Backreferences in negated character classes

bobf has asked for the wisdom of the Perl Monks concerning the following question:

I'm trying to construct a regex that will match the pattern 'XXY', where X and Y can be any word character, but X and Y must be different characters. In English, I want to find all occurrences where a given character is duplicated and is followed by a different character.

Attempt 1: At first I thought this would be relatively straightforward by using a backreference in a negated character class, but I seem to be missing something. Could someone please explain why the code below doesn't DWIM?

use strict;
use warnings;

my $string = 'ABCDEEFGHIJJJKLMNOOOOPQRSTUVWXXYZ';
print "matching: $string\n";

while( $string =~ m/((\w)\2[^\2])/g )
{
    print $1, "\n";
}

=pod
matching: ABCDEEFGHIJJJKLMNOOOOPQRSTUVWXXYZ
EEF
JJJ
OOO
XXY
=cut
[download]

The regex is matching 'EEF' and 'XXY', which are correct, but it is also matching 'JJJ' and 'OOO'. The negated character class isn't acting how I expected.

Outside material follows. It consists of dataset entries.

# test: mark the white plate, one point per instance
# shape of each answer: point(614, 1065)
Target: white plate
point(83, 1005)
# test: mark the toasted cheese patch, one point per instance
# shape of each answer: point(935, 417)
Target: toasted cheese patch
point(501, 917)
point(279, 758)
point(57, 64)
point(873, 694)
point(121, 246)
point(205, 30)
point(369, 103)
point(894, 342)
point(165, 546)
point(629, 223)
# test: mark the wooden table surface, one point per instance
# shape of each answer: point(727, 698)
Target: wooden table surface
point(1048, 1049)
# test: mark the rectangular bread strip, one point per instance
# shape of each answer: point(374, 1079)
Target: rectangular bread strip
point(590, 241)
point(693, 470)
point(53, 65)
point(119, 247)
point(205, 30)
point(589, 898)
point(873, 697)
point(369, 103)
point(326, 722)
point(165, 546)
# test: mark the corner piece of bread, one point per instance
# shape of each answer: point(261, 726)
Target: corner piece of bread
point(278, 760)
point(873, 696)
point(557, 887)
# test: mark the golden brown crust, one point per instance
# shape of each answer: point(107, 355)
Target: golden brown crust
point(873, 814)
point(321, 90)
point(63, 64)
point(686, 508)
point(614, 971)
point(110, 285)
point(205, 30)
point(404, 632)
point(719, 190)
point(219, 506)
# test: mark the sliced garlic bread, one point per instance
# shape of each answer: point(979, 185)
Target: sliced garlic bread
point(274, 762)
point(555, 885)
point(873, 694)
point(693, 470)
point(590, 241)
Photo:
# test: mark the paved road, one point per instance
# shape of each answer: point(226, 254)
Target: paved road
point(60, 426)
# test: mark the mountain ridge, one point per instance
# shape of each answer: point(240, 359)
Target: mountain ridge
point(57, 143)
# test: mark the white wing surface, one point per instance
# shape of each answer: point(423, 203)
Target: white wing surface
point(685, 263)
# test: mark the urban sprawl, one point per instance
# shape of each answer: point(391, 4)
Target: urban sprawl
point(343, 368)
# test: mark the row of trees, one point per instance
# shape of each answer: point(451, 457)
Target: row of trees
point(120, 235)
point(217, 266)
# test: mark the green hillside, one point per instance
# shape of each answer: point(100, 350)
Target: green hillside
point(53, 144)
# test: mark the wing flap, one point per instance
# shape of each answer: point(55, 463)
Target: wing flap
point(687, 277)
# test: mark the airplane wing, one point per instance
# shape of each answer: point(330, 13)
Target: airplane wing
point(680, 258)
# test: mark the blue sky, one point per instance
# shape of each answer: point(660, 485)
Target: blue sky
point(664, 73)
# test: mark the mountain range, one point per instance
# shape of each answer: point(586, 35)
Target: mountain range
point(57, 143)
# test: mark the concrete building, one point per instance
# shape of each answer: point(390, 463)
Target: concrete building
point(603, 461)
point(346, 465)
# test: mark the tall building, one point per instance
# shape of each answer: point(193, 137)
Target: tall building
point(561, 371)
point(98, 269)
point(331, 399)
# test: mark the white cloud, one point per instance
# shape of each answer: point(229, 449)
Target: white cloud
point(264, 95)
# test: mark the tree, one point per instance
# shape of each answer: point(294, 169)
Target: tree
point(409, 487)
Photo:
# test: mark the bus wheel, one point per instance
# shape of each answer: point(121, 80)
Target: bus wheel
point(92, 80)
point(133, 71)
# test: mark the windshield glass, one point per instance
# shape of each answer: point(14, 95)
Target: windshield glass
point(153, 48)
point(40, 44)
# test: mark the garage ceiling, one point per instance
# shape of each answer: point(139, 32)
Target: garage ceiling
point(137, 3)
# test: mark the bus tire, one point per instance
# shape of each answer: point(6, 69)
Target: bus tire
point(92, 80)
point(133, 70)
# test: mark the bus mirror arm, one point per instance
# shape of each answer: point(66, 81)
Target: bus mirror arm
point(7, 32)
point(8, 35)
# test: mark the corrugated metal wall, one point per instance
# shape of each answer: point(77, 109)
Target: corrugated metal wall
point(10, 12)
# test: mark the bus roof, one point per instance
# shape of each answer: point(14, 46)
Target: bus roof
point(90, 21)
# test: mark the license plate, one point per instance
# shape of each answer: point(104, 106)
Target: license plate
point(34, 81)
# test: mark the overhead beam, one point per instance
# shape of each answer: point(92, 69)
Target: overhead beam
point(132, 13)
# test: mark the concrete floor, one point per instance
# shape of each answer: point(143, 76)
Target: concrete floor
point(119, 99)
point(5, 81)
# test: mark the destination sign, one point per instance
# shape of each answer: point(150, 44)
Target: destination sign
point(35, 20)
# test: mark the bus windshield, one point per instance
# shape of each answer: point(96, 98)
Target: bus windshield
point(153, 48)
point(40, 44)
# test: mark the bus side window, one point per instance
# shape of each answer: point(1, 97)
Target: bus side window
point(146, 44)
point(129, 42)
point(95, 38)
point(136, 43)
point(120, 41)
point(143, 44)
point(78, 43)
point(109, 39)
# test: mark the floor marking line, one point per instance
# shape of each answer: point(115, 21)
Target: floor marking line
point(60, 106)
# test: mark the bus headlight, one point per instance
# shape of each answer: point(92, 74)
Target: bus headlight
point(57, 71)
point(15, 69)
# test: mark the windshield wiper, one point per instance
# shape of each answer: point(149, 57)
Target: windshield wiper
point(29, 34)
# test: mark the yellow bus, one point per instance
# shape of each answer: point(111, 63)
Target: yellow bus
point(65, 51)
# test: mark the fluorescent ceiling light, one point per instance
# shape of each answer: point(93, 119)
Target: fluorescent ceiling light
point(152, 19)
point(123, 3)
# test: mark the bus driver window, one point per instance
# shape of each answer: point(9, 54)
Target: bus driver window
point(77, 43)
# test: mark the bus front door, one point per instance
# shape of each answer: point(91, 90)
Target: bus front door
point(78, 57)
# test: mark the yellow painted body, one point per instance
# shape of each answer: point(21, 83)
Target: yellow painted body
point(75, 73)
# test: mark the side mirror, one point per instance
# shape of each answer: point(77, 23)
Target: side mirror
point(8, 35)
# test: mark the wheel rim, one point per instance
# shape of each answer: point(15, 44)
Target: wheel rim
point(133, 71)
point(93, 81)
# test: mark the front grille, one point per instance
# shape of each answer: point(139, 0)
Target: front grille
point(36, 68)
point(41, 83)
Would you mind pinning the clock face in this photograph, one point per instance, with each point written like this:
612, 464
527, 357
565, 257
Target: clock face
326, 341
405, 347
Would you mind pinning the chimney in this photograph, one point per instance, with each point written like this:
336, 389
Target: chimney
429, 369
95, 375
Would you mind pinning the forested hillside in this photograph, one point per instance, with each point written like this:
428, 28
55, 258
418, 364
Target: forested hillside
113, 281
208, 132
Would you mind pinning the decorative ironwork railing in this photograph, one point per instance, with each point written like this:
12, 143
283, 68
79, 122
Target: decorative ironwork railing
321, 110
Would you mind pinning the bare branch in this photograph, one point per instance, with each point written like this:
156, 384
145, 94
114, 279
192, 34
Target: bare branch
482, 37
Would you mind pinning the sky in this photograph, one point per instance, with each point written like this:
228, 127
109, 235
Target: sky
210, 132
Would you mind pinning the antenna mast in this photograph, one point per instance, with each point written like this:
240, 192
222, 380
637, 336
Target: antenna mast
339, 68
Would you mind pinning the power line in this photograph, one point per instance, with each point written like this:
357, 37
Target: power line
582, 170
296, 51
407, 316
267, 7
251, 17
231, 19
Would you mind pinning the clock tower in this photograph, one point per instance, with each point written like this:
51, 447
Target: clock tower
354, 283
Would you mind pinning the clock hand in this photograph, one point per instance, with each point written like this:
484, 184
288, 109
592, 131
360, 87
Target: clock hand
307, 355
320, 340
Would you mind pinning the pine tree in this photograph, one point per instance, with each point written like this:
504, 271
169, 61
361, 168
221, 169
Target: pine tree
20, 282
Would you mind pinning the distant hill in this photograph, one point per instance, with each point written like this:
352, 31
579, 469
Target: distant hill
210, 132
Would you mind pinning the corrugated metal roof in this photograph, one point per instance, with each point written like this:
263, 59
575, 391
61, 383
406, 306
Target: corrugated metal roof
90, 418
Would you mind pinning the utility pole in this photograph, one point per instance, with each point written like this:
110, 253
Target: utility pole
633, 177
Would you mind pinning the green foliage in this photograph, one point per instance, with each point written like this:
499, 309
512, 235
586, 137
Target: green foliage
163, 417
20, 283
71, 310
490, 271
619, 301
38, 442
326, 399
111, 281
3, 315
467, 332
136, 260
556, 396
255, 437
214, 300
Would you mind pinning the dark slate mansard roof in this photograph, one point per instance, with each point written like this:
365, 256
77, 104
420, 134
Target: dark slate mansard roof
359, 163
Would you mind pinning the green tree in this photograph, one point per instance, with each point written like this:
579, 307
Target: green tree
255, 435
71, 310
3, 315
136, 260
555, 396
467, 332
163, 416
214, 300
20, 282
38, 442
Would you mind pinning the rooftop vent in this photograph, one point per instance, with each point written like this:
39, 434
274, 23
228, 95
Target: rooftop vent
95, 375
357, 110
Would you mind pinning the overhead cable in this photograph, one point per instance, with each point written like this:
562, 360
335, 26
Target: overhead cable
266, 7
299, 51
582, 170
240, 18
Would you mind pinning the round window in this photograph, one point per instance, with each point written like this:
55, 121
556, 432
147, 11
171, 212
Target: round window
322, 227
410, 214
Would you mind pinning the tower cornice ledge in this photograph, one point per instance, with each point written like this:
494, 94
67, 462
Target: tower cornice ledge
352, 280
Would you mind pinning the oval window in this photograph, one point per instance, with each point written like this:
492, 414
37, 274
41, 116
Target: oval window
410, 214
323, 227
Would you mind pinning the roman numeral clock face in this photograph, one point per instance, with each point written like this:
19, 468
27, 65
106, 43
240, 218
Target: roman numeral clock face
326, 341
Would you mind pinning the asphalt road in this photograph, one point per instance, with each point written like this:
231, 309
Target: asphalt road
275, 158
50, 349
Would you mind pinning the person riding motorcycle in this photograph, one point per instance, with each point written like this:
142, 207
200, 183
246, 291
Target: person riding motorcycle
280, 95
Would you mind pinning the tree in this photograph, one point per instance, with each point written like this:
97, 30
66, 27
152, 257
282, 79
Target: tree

Attempt 2: I also tried using a negative lookahead assertion, but also without success:

while( $string =~ m/((\w)\2($!\2)\w)/g )
{
    print $1, "\n";
}
=pod
matching: ABCDEEFGHIJJJKLMNOOOOPQRSTUVWXXYZ
JJJK
OOOO
=cut
[download]

This regex matches four characters rather than the 3 I expected (since the lookahead is zero-width), and it also lacks specificity at the last position (matching 'OOOO').

The whole story: Understanding this problem is only part of my goal. I'm actually trying to match 'AABCCCCAD'. My first attempt was this:

$string = 'WXYYZAABCCCCADWWXYYYZ';

while( $string =~ m/((\w)\2([^\2])([^\2\3]){4}\1[^\2\3\4])/g )
{
    print $1, "\n";
}
[download]

but, given my first question, this obviously doesn't work.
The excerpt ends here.